Posted on 6:54 PM by Admin

In contrast with all other electrical lamps that use electrical connections through the lamp envelope to transfer power to the lamp, in electrode less lamps the power needed to generate light is transferred from the outside of the lamp envelope by means of (electro)magnetic fields. There are two advantages of eliminating electrodes. The first is extended bulb life, because the electrodes are usually the limiting factor in bulb life. The second benefit is the ability to use light-generating substances that would react with metal electrodes in normal lamps.

Aside from the method of coupling energy into the mercury vapor, these lamps are very similar to conventional fluorescent lamps. Mercury vapor in the discharge vessel is electrically excited to produce short-wave ultraviolet light, which then excites the phosphors to produce visible light. While still relatively unknown to the public, these lamps have been available since 1990. The most common form has the shape of an incandescent light bulb. Unlike an incandescent lamp or conventional fluorescent lamps, there is no electrical connection going inside the glass bulb; the energy is transferred through the glass envelope solely by electromagnetic induction.

In the most common form, a glass tube (B) protrudes bulb-wards from the bottom of the discharge vessel (A). This tube contains an antenna called a power coupler, which consists of a coil wound over tubular ferrite core.

In lower-frequency versions of induction systems, the lamp consists of two long parallel glass tubes, connected by two short tubes that have coils mounted around them.

The antenna coils receive electric power from the electronic ballast (C) that generates a high frequency.

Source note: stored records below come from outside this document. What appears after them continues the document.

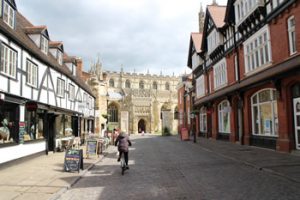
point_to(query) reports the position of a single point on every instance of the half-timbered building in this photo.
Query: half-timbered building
(43, 100)
(251, 67)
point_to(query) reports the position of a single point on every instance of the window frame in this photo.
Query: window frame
(44, 44)
(258, 105)
(7, 70)
(9, 19)
(221, 117)
(203, 119)
(60, 89)
(220, 74)
(257, 51)
(292, 35)
(29, 76)
(71, 92)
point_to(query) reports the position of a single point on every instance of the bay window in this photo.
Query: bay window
(220, 74)
(257, 50)
(60, 87)
(264, 113)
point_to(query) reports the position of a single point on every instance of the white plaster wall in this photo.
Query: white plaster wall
(36, 38)
(19, 151)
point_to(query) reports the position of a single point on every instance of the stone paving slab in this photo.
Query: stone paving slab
(40, 177)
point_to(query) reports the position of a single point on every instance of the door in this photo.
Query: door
(297, 122)
(51, 131)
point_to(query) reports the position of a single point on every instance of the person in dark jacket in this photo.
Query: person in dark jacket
(123, 142)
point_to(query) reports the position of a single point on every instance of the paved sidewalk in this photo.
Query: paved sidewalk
(41, 177)
(283, 164)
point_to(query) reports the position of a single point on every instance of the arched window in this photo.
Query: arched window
(264, 113)
(224, 116)
(203, 119)
(142, 85)
(112, 113)
(111, 83)
(167, 86)
(154, 85)
(127, 84)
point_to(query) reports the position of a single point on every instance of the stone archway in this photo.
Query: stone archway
(141, 126)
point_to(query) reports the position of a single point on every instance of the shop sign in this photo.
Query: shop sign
(31, 106)
(21, 132)
(73, 160)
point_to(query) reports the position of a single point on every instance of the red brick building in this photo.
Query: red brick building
(247, 76)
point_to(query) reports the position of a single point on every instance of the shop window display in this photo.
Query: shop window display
(264, 113)
(8, 129)
(34, 126)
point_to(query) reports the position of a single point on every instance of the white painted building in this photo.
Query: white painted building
(43, 100)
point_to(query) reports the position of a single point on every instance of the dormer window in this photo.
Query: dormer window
(59, 57)
(9, 15)
(44, 44)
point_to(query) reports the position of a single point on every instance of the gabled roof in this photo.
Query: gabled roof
(37, 30)
(195, 41)
(69, 59)
(12, 3)
(21, 38)
(218, 14)
(56, 44)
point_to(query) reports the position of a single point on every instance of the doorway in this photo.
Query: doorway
(297, 122)
(142, 126)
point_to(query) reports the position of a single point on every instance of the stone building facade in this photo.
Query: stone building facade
(134, 102)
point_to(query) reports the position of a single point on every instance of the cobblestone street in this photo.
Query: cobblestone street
(167, 168)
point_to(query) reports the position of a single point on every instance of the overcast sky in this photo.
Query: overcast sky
(136, 34)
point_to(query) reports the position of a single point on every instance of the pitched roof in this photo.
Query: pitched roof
(35, 29)
(197, 39)
(218, 14)
(19, 36)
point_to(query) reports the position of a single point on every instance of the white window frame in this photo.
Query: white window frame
(200, 86)
(224, 110)
(292, 35)
(257, 50)
(203, 119)
(71, 92)
(274, 119)
(44, 44)
(8, 15)
(32, 73)
(60, 87)
(220, 74)
(8, 65)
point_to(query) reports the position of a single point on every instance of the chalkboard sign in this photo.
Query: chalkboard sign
(91, 147)
(73, 160)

The exact frequency varies with lamp design, but popular examples include 13.6 MHz, 2.65 MHz and 250 kHz (in physically large lamps). A special resonant circuit in the ballast produces an initial high voltage on the coil to start a gas discharge; thereafter the voltage is reduced to normal running level.

The system can be seen as a type of transformer, with the power coupler forming the primary coil and the gas discharge arc in the bulb forming the one-turn secondary coil and the load of the transformer. The ballast is connected to mains electricity, and is generally designed to operate on voltages between 100 and 277 VAC at a frequency of 50 or 60 Hz. Most ballasts can also be connected to DC voltage sources like batteries for emergency lighting purposes.

In other conventional gas discharge lamps, the electrodes are the part with the shortest life, limiting the lamp lifespan severely. Since an induction lamp has no electrodes, it can have a very long service life. For induction lamp systems with a separate ballast, the service life can be as long as 100, 000 hours, which is 11.4 years continuous operation, or 22.8 years used at night or day only. For induction lamps with integrated ballast, the life is 15, 000 to 30, 000 hours. Extremely high-quality electronic circuits are needed for the ballast to attain such a long service life. Such expensive lamps have special application areas in situations where replacement costs are high.

Research on electrodeless lamps continues, with variations in operating frequency, lamp shape, the induction coils and other design parameters. Low public awareness and relatively high prices have so far kept the use of such lamps highly specialized.